What is the Basis and Dimension of a Polynomial Space with a Specific Condition?

[Inirit]

Got another linear space question. I'm getting closer to understanding what's going on, but I'm not there yet.

Homework Statement

Find a basis for the space and determine its dimension.

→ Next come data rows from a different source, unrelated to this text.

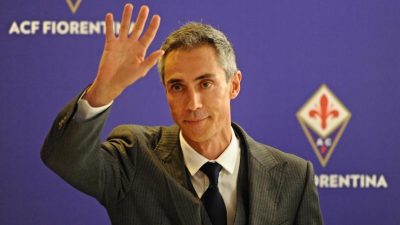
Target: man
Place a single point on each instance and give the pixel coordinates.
(203, 170)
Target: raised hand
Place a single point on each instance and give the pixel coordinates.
(124, 58)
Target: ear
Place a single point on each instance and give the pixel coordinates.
(235, 84)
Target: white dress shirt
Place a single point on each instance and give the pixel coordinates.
(229, 160)
(227, 182)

The space of all polynomials f(t) in P2 such that f(1) = 0.

Homework Equations

The Attempt at a Solution

The dimension is trivial, it's just the number of elements in the basis. It's finding the basis that I am lost with. So far I understand that the general form of P2 is a+bx+cx^2, and that if f(1) = 0, then a+b+c = 0. From here I am not sure how to derive a basis. I expressed each coefficient as a combination of the other two, but I don't know what to do with that or if it even helps. I know that the basis of the space P2 is {1,t,t^2}, but I don't know what to do with that either.

 

[fzero]

The basis elements must also satisfy f(1)=0. Find linearly independent combinations of {1,t,t²} that have that property.

 

[Inirit]

Really? So the independent combinations would be 1-t and 1-t^2, right? Therefore, the basis would be {1-t,1-t^2}, which would have a dimension of 2.

 

[fzero]

Really? So the independent combinations would be 1-t and 1-t^2, right? Therefore, the basis would be {1-t,1-t^2}, which would have a dimension of 2.

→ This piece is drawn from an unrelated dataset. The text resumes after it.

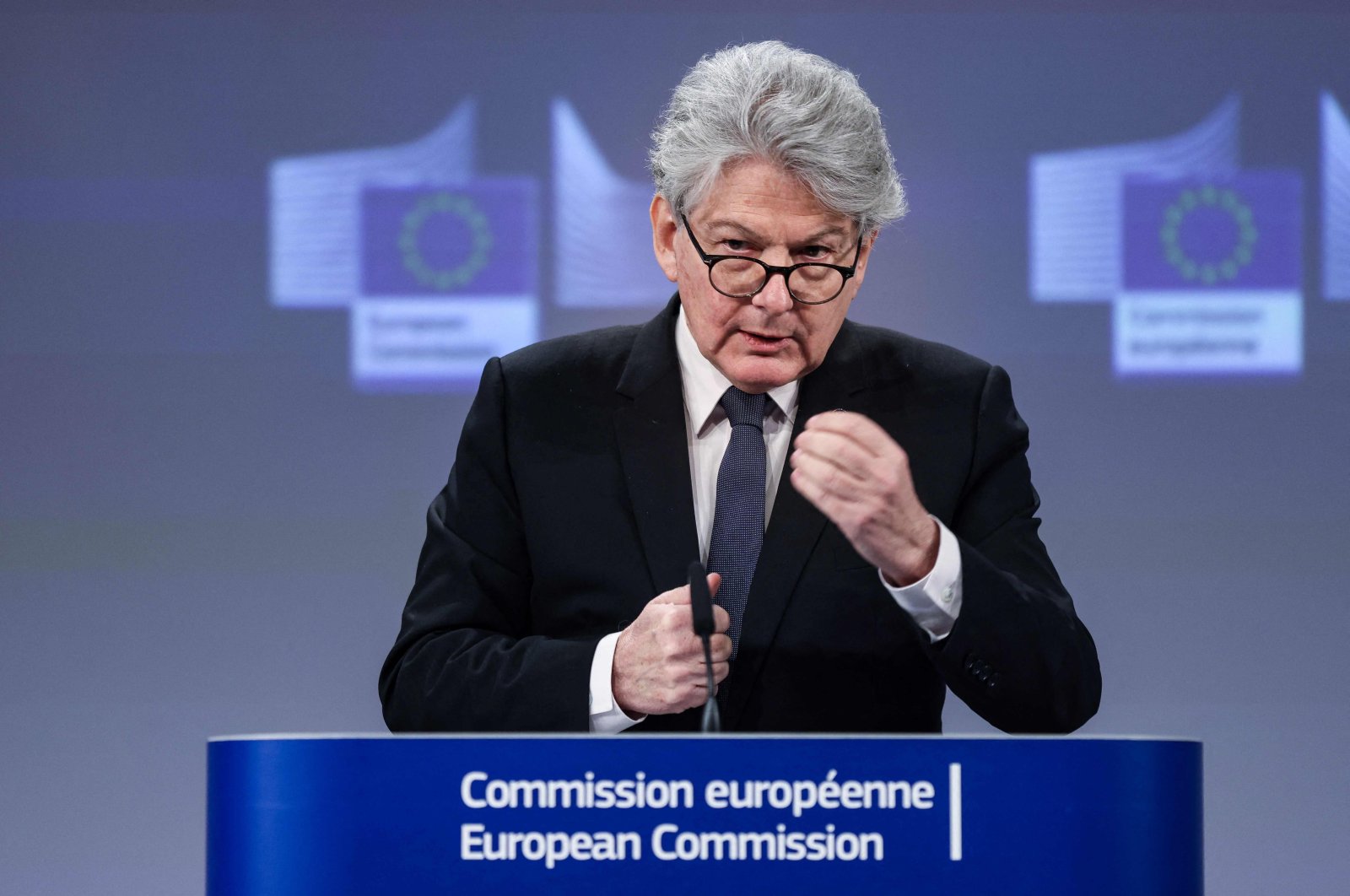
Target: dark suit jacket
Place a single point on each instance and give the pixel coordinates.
(569, 508)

Are you convinced that the subspace has dimension 2? Could t² - t be in the basis?

 

[Inirit]

t^2 - t is a linear combination of 1 - t and 1 - t^2 because 1(1 - t) - 1(1 - t^2) = t^2 - t, therefore it's merely within the space and doesn't form part of the basis.

...Right?

 

[Outlined]

hint: by unique factorization of your polynomial for its given zero points your space looks as follows:

\{a(t - 1)(t - b) : a, b \in \textbf{R} \mbox{ where } a \ne 0\} {\cup}<br /> \{a(t - 1): a \in \textbf{R} \mbox{ where } a \ne 0\} {\cup}<br /> \{1\}

[I assume your polynomials are real valued]

 

[fzero]

t^2 - t is a linear combination of 1 - t and 1 - t^2 because 1(1 - t) - 1(1 - t^2) = t^2 - t, therefore it's merely within the space and doesn't form part of the basis.

...Right?

That's right. You can also use the condition a+b+c = 0 that you found before to compute the dimension of the subspace.